Barbara Kring and her mother have said in every one of their statements to the Current that Barbara was an innocent and unsuspecting victim, who had gone into the woods with McLaughlin intending only to become “blood sisters."
In a piece Barbara Kring wrote published in the Current in May, she wrote that she and McLaughlin were going to make small cuts on each other's hands and press them together, mixing the blood, as they had seen in the movie "The Divine Secrets of the Ya Ya Sisterhood."
McLaughlin is accused of stabbing Barbara in the back and slashing her throat, after which she is believed to have stabbed herself in the stomach.
Were McLaughlin charged as an adult, she could be committed to a mental hospital or compelled to seek other treatment, until medical and legal authorities agreed she was healthy enough to be released.
We hope, and have no reason to doubt, that regardless of legal compulsion McLaughlin’s family will continue to provide any treatment necessary for her to deal with this incident and any related issues.
But it is not hard to imagine a situation, with another child in another family, in which the parents would not be so responsible and would only bring their child to a psychiatrist when ordered by a court to do so.
The juvenile-justice laws are intentionally different from those governing adult criminal behavior and consequences, based on the idea that young people may need additional guidance and support to correct errant ways.
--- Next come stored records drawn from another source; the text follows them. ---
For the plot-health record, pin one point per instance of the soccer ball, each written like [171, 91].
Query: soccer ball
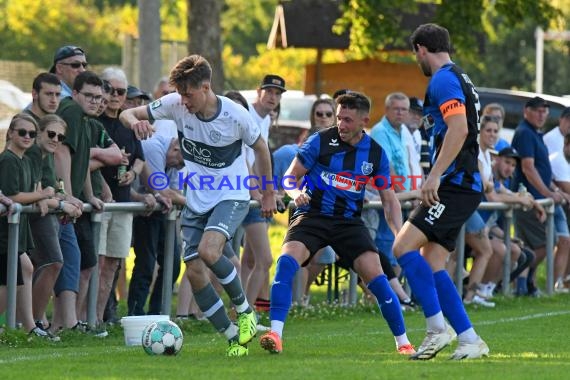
[162, 338]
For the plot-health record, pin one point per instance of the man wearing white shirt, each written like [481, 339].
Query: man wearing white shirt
[560, 164]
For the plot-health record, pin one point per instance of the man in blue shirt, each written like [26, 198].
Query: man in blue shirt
[335, 164]
[450, 194]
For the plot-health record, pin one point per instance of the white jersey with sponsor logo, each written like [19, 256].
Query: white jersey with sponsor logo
[212, 150]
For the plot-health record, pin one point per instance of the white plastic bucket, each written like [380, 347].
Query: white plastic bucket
[133, 327]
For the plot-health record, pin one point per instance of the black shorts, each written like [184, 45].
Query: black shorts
[349, 238]
[84, 232]
[442, 222]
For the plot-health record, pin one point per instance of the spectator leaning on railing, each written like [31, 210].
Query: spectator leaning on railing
[535, 174]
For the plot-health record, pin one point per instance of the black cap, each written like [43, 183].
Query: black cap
[65, 52]
[134, 92]
[416, 105]
[272, 80]
[509, 152]
[536, 102]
This hole in Maine’s juvenile system is a difference that has the opposite effect. It removes a way that additional guidance and support can be offered, by preventing judges from imposing any conditions on young people who claim they are mentally ill and are therefore not responsible for their actions.
While we would all like to think that parents will do what is best for their children, the cold reality is that they don’t always, just as adults don’t always do what is best for themselves or each other from time to time.
That is why the law needs to allow judges, at the least, the option of compelling treatment for juveniles who plead not guilty by reason of insanity.